There is a real risk that the 82% renewables target is not met by the end of 2030, due to connection delays, high build costs, long construction lead times, and the potential for demand to come in higher than expected. Distributed batteries present a meaningful contrast here. They are rolling out with much shorter lead times than utility-scale storage and are not subject to the same delays affecting major transmission projects or large-scale renewables construction (noting a large portion of utility scale battery development projects are now being coupled with a renewable energy project).
There is also the question of what happens if electricity demand exceeds forecasts. Faster growth in data centres, quicker-than-anticipated electrification by businesses and households, and higher underlying demand from households that have installed solar and battery systems could all place pressure on the grid. Home batteries are expected to help absorb that pressure across a range of plausible scenarios, contributing to the 82% target by reducing the amount of curtailed renewable generation even where other parts of the system fall short.
Who benefits from the battery scheme?
The most direct beneficiary is the household that installs a solar battery, which receives an upfront reduction in its electricity bills. While the cost of subsidy – estimated to be around $7 billion across the life of the scheme – are spread across all taxpayers, the scheme benefits higher income households who can afford to participate, while lower income households are largely excluded. At this stage, most household solar batteries are not aggregated or participating in a virtual power plant (VPP), which in effect hands control of the battery to an aggregator (including retailers). Their charging profile is effectively static, set by daily household need rather than responding to wholesale spot prices every five minutes as grid-scale batteries do.
This raises a genuine question: is the growing fleet of home batteries more valuable operating individually, or aggregated into VPPs? The perspective of the battery owner and the broader consumer are in tension here. The household that invested in the battery will receive the most direct benefit through reduced bills and is unlikely to want to hand control of its asset over to an aggregator. On the other hand, all consumers stand to benefit from a VPP that may be more effective at putting downward pressure on wholesale prices. A further consideration is whether VPPs will retain their value over time. Given the large volume of committed and proposed utility-scale batteries in the NEM and WEM, there is a possibility that utility-scale storage becomes saturated, compressing arbitrage spreads and eroding the commercial case for VPP participation.
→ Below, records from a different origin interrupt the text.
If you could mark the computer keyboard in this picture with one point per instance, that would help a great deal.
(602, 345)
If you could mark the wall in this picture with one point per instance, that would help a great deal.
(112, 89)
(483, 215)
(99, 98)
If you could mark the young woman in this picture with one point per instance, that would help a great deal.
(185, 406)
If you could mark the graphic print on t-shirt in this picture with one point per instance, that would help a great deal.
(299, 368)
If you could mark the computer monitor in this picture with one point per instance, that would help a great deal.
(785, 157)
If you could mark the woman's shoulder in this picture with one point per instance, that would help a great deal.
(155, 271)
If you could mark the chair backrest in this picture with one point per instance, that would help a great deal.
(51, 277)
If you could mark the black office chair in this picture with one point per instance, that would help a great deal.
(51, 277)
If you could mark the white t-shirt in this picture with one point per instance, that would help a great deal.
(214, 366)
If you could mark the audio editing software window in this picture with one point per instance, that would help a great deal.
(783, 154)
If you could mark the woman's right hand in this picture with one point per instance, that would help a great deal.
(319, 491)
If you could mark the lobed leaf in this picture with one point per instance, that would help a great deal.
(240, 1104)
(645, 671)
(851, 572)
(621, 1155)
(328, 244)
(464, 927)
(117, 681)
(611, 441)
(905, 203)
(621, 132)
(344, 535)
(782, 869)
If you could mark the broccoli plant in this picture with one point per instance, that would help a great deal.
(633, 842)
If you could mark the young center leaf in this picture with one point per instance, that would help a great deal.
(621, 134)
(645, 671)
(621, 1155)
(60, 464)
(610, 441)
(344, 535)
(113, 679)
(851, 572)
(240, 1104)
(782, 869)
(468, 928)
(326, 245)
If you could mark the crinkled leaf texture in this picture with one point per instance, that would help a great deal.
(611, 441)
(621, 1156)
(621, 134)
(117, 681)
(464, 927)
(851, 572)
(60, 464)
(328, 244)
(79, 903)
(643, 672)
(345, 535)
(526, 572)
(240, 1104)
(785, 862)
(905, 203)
Beyond individual bill savings, home batteries have the potential to disrupt traditional retail business models and place downward pressure on retail bills more broadly. Over the past decade, the significant uptake of rooftop PV has made small customer consumption increasingly peaky, with demand concentrated in shorter windows. A peakier load is typically more expensive for a retailer to supply due to hedging and contracting costs. With the addition of home batteries, consumption profiles are likely to become flatter, which may reduce the cost to supply these customers and create the conditions for lower bills across the market (all other things equal). Key stakeholders will be watching this development closely. The Australian Energy Market Commission (AEMC) will be attuned to its implications for tariff reform. The Australian Energy Regulator (AER) and regional regulators including the Queensland Competition Authority (QCA) and Victorian Essential Services Commission (ESC), which set price caps and regulated retail tariffs, will factor these dynamics into their determinations, and new and existing retailers will need to adapt in an increasingly competitive market offering innovative products and services.